I speculate that Columbus’s wife died and his son lived with Columbus’s brother Peter and his daughter lived with Columbus’s brother Albert Joel.   He served three years in the Civil War in Company G, 4th Regiment, Ohio Cavalry.  He was licensed to preach in the Methodist Episcopal Church.  In 1870 he married Sarah Doty and they had one daughter who died in infancy of cholera. Columbus died in Lawrence County at age 33.

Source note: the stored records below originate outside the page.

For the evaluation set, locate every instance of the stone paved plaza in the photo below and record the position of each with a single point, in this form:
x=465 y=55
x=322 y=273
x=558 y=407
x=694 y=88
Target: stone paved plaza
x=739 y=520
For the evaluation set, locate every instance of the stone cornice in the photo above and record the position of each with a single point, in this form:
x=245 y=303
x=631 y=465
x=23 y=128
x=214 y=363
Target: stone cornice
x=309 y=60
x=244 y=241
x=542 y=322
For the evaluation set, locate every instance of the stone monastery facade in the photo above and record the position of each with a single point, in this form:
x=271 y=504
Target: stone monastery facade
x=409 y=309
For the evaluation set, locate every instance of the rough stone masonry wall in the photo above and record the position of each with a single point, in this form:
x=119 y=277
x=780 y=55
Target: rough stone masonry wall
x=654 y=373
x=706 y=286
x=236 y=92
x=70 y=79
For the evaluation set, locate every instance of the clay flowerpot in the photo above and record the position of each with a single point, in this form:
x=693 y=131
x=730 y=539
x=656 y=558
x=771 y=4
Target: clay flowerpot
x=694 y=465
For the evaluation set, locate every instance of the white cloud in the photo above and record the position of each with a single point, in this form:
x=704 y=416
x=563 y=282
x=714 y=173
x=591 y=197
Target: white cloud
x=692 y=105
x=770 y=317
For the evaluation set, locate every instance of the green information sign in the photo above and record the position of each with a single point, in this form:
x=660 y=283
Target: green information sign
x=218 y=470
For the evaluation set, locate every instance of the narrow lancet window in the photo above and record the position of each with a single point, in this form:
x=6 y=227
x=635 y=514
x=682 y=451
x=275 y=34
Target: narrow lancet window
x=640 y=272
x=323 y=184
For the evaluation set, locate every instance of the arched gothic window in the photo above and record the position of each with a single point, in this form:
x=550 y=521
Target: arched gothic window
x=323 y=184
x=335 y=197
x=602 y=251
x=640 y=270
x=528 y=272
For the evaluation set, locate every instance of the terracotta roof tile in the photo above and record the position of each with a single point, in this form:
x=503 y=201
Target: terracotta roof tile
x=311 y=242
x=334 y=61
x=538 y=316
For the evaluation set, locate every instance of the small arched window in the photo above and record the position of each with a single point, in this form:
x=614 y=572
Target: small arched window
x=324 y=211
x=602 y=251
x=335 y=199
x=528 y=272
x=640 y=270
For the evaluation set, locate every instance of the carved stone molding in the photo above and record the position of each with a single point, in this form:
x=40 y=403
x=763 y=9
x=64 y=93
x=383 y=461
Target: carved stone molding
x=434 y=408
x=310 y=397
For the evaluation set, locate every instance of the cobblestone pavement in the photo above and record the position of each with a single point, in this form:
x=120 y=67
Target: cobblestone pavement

 A newspaper article that appeared in the Huntington WV., The Herald-Advertiser 19 June 1938 by Dr. R. C. Hall focuses on three pioneer families in Lawrence County.  About the Wakefield family he wrote:  

    “There have been perhaps few pioneers whose descendants became as widely known as E. W. (Elhanan Winchester) WAKEFIELD.   By widely known we mean that they scattered far and wide and became leading citizens in many and various places.  And now, in our research into the history, we find that some of its members migrated to the far west, some to the far north, and some to the south and east.”

10 Comments
  1. David Farmer

    I would love to meet Ms. Wager as well, or at least connect somehow. I am descended from Malcom Wakefield. (Myra you and I are cousins). What a great history here. Thank you for all the information.

  2. Martha Martin

    Hello Myra,
    I just saw your comments, it has been kind of hectic the last few days. Please send me an email, but it will be tomorrow before I can answer your email. It will be good to hear from you.
    [email protected]

  3. Martha Martin

    The library is about 20 miles from the Wakefield home and cemetery. I am not sure of their hours on Saturday. Please send me an email at: [email protected] we can communicate better by email.

  4. Myra Mcdowell

    Martha, I sent several replies but I’m not seeing them so I’ll try again. I would love to meet with you send me the time and address of the library for Saturday please.

  5. Myra McDowell

    I also have so new information about the Wakefield’s, they actually were on the Mayflower and in the orginial 1st Colony at Plymouth rock, signed the Plymouth Rock agreement my mother has all this info.she is getting me the names & what not.

  6. Myra Mcdoewll

    .I don’t know anything about the Briggs Library, but that would be awesome. You tell me what time we could meet i’m flexible. What is the address of the library? How far away is the cemetery and the farm house I would love to be able to visit these places? I also just found out that there is another possible family connection thru the Norman Evans and Davis families. ( Fathers side} I’m bringing info with on this. The Norman Evans is the painter/artist from Scott, OH I have a couple of pictures.

  7. Martha Martin

    Hi Myra,
    Will you be coming to Briggs Library, too? Maybe we can set up a time to meet there.
    Martha

  8. Myra Mcdowell

    Martha, we are still planning on being in the area on Saturday Nov. 27 I’m hoping to come to the museum that day and visit the cemetery & possibly see the farm house I know it’s like the last minute however any help would be greatly welcomed. Thanks, Myra McDowell

  9. Martha Martin

    Myra,
    Thanks for your comment, and I am sure Joyce would love to correspond with you.
    If you don’t hear from her in a couple days let me know and I’ll email her for you!
    Martha
    [email protected]

  10. Myra McDowell

    I would be interested on meeting Ms. Wager. I’m from this Wakefield line Grace Wakefield was my grandmother. She has 1 living daughter, 5 grand children and many great grand children living. I will be in the area during the Thanksgiving weekend. Thank you for your help.